Fulton County Commissioner Liz Hausmann said she thinks the school systems’ interest in the development authority is positive, but she said the benefits to their tax rolls have been clear. She said that questions about the appropriateness of abatements seem to treat the discussion as if the money already exists — which it does not.
“One hundred percent of nothing is less than 50 percent of something,” Hausmann said.
Still, Hausmann and other commissioners recognize the need for school districts to be more involved in decision-making than they had been.
Last month, they agreed to put a representative from both Fulton and Atlanta schools on the nine-person development authority board. But that change won’t happen until 2021.
‘Mindful of every dollar’
In the meantime, Carstarphen’s appointment — to fill an unexpired term — will end this month. And the new rules that call for school system representation prohibit school board officials and employees from serving, so she can’t be reappointed.

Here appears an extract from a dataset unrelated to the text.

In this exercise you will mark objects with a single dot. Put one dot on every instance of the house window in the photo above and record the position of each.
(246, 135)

“The change isn’t ideal,” Carstarphen said.
While she still has a voice on the board, Carstarphen has sought to amplify it. She has asked for interim Fulton County Schools superintendent Cindy Loe’s input on projects that impact the Fulton district’s tax dollars. Their regular exchanges show their desire for a bigger voice in the abatement process.
In February, Loe wrote to Carstarphen: “As you are aware school districts traditionally have been left out of the loop until the vote has been cast.”
The next month, Loe wrote: “We are mindful that every dollar abated to development incentive represents an immediate dollar taken from our schools and students.”
The emails were obtained by The Atlanta Journal-Constitution through an open-records request.
At the beginning of Carstarphen’s tenure on the development authority board, she voted no to projects as often as she voted for them. She said she’s been able to support more incentive requests recently because of increased communication with Loe about the financial impacts.
Lee Morris, the vice chairman of the Fulton County Commission, appointed Carstarphen to the development authority. He said its multimillion-dollar decisions have huge financial implications and should be scrutinized by those who will be impacted.
“The discussion on these projects now is so much more involved and detailed than it had ever been before,” he said. “It’s really, really important for there to be as much input in these huge public decisions as possible.”